Alle sind gerade sehr arm in der jüngeren österreichischen Literaturszene: Stefanie Sargnagel, Thomas Glavinic und Vea Kaiser im Sexismusrausch.

Kurze Chronologie der Begriffe einer aus feministischer Sicht völlig wirren Affäre, gefiltert aus aktuellen Print- und asozialen Medien. It-Girls nannte Literaturkritiker Klaus Nüchtern im „Falter“ die Autorinnen Vea Kaiser, Valerie Fritsch, Ronja von Rönne, Stefanie Sargnagel.

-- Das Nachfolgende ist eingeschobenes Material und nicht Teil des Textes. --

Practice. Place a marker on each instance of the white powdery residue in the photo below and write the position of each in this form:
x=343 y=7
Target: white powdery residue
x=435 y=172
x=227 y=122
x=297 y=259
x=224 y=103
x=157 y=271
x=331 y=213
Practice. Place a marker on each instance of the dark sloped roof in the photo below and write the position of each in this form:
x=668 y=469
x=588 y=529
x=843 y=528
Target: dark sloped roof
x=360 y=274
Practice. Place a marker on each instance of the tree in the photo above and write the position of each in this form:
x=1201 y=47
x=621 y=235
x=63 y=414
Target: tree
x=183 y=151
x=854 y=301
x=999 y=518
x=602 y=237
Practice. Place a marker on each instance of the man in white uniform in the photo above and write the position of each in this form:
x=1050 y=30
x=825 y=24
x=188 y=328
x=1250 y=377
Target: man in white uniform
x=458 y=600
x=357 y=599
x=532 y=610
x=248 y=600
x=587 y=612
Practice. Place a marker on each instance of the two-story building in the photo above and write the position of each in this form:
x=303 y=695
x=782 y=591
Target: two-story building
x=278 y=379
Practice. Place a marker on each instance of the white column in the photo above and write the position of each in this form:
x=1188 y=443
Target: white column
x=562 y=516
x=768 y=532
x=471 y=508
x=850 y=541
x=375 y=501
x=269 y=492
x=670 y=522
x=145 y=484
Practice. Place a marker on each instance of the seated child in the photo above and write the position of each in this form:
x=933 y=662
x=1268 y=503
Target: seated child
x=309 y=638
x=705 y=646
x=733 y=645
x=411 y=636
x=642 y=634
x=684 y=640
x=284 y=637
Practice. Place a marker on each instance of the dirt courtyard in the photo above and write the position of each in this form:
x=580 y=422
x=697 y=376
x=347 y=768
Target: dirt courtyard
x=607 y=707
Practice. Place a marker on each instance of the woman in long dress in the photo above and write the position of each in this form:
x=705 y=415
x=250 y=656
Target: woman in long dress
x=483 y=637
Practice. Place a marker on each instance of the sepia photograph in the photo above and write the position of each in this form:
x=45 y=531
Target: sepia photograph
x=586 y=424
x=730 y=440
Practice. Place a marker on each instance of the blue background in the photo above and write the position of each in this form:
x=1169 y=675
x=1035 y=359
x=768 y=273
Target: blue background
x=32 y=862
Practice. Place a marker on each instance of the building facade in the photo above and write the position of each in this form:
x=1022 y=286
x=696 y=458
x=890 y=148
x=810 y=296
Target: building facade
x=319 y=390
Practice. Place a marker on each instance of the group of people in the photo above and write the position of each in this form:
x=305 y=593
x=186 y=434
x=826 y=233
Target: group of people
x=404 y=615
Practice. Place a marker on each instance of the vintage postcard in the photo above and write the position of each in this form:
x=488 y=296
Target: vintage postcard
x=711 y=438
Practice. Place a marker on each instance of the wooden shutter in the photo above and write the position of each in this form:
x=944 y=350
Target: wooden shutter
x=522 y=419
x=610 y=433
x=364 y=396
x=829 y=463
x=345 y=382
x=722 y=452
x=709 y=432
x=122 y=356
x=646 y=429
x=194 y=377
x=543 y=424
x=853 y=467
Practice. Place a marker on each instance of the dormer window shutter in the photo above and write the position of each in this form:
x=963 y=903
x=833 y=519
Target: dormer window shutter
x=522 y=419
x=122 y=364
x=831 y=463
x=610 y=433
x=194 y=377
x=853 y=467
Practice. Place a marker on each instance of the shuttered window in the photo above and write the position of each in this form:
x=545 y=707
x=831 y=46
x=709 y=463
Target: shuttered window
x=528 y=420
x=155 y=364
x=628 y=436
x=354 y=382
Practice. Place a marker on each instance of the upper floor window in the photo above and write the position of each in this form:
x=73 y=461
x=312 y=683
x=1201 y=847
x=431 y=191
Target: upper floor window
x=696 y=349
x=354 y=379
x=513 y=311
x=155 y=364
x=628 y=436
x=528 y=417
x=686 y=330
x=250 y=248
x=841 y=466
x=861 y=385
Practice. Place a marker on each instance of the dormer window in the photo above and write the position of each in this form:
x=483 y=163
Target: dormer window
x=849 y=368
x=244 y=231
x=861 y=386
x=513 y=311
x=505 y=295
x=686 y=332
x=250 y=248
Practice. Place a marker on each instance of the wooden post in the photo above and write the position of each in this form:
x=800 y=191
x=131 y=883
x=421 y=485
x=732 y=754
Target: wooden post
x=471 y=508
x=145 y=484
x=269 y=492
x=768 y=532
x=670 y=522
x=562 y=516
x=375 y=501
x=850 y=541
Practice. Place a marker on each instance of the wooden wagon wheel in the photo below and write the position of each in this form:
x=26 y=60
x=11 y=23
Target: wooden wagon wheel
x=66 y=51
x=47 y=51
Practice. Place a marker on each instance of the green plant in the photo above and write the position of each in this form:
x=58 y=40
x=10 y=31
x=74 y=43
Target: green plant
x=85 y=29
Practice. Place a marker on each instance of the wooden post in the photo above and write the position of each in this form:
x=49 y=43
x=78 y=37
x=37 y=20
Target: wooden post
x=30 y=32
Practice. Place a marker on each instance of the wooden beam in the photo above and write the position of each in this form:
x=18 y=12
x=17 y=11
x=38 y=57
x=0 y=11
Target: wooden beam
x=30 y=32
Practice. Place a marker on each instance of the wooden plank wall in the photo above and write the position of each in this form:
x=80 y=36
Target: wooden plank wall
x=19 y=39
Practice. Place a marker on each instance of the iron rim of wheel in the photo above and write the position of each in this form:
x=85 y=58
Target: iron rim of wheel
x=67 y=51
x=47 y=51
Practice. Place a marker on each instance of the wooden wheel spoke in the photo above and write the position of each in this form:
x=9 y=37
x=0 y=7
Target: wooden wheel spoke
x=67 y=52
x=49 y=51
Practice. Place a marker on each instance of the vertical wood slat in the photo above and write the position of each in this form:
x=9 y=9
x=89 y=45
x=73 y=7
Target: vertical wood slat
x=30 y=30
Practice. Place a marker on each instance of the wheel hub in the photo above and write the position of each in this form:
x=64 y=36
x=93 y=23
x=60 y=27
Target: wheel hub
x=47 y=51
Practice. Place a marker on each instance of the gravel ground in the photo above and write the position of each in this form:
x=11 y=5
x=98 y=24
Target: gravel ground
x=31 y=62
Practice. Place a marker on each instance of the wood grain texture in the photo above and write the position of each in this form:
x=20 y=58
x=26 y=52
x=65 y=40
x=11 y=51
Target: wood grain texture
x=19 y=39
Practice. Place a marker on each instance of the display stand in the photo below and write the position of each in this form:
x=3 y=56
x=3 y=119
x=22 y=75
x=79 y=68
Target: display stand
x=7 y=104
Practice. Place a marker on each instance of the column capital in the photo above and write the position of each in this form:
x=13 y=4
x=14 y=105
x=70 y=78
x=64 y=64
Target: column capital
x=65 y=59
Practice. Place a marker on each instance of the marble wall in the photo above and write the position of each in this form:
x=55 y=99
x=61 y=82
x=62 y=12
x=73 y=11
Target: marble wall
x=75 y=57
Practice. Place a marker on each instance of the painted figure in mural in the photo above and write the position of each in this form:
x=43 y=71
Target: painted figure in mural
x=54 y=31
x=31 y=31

Das hätten sie noch ausgehalten, aber nicht den Schlusssatz: „Autorinnen wie Anna Weidenholzer oder Karin Peschka mögen von den Redakteuren der ,Leute‘-Seiten und ,Seitenblicke‘-Formate ignoriert werden, dafür ist ihre Literatur aber auch interessanter als der Kitsch und das selbstverliebte Generationengeraune ihrer bekannteren Kolleginnen.“ Autorin ist also nur gut, wenn sie brav daheimbleibt, kein It-Girl (also hübsch, cool) ist, wurde gefolgert. Die It-Autorinnen waren sauer. Nüchtern wurde u. a. Sexismus vorgeworfen, eine Riesen-Hate-Welle auf Facebook (FB) rollte an, angeführt von Thomas Glavinic, der Kaiser und Fritsch verteidigte. Dafür Sargnagel . . .

(Print-Ausgabe, 16.07.2016)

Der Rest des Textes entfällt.